The EQ and high-pass filter were flexible and easy to use. Boosting and cutting frequencies was sensitive and abundant, and the means to adjust the center frequencies of all four bands helped to solve tonal dilemmas. This feature was particularly beneficial in live settings where different rooms (and instruments) required different solutions. For example, I used the complete rig with an 18-piece swing band in an 800-seat theater where I was playing a German upright. Equipped with a Fishman Full Circle pickup, my bass was experiencing nasal-y mids and had a nasty feedback issue on the open 3rd string. I set the feedback filter to cut the “A” frequency -7 dB and cut -2 dB from the high mids centered at 800 Hz. These adjustments resulted in a natural sound that really conveyed the wood of the instrument. I also gave the low mids a +2 dB boost at 150 Hz and set the high-pass filter at 70 Hz, which provided notes a plump, tight bottom. While it did take a few minutes to set the EQ for the room, I didn’t have to make any further adjustments the rest of the night and could instead focus on supporting the ensemble with confident, well-defined bass lines.

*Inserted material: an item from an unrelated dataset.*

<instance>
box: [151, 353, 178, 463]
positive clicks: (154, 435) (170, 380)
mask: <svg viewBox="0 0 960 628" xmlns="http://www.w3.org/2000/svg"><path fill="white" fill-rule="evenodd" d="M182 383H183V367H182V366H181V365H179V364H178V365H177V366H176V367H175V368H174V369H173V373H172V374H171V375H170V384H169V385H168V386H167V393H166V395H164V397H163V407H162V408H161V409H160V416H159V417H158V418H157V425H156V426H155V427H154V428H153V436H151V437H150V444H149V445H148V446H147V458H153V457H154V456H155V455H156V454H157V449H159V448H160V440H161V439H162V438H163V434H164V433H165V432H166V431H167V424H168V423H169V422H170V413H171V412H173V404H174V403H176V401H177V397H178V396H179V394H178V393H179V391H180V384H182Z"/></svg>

These impressions were consistent with every instrument and gig using the Bergantino rig. Whether it was beefing up the low end of a ’64 Jazz, crafting an upright-like tone with a Ned Steinberger EUB, or transmitting the detail of a Ritter R8 5-string, the features of the B|Amp pretty much accommodated any tonal demand. It didn’t matter if the amp was connected to the HD210 on a blues trio gig, two HD112s on a Chicago-style horn-band show, or the 2x10/1x12 combo for a rock show—the Bergantino rig delivered studio-quality tone with plenty of volume that sat in the mix to near perfection. My only gripe, albeit slight, would be the amp’s knobs. They felt somewhat flimsy and didn’t elicit total confidence they could handle the rigors of the road.The Verdict
The Bergantino Audio Systems B|Amp and HD cabs rank high amongst top options for bass amplification on the market. The components respect your instrument by delivering a bass’ characteristics with rapid-fire detail. It’s an excellent reference rig, rife with sound-shaping solutions that will please the tone tweaker, yet still surprise those who prefer streamlined simplicity. The price tag may likely scare some budget-conscious bassists, but what you get for the price truly feels well worth the investment. If you’re seeking a mighty serious upgrade to your signal chain, the Bergantino B|Amp and HD cabinet pairing just might be the missing link.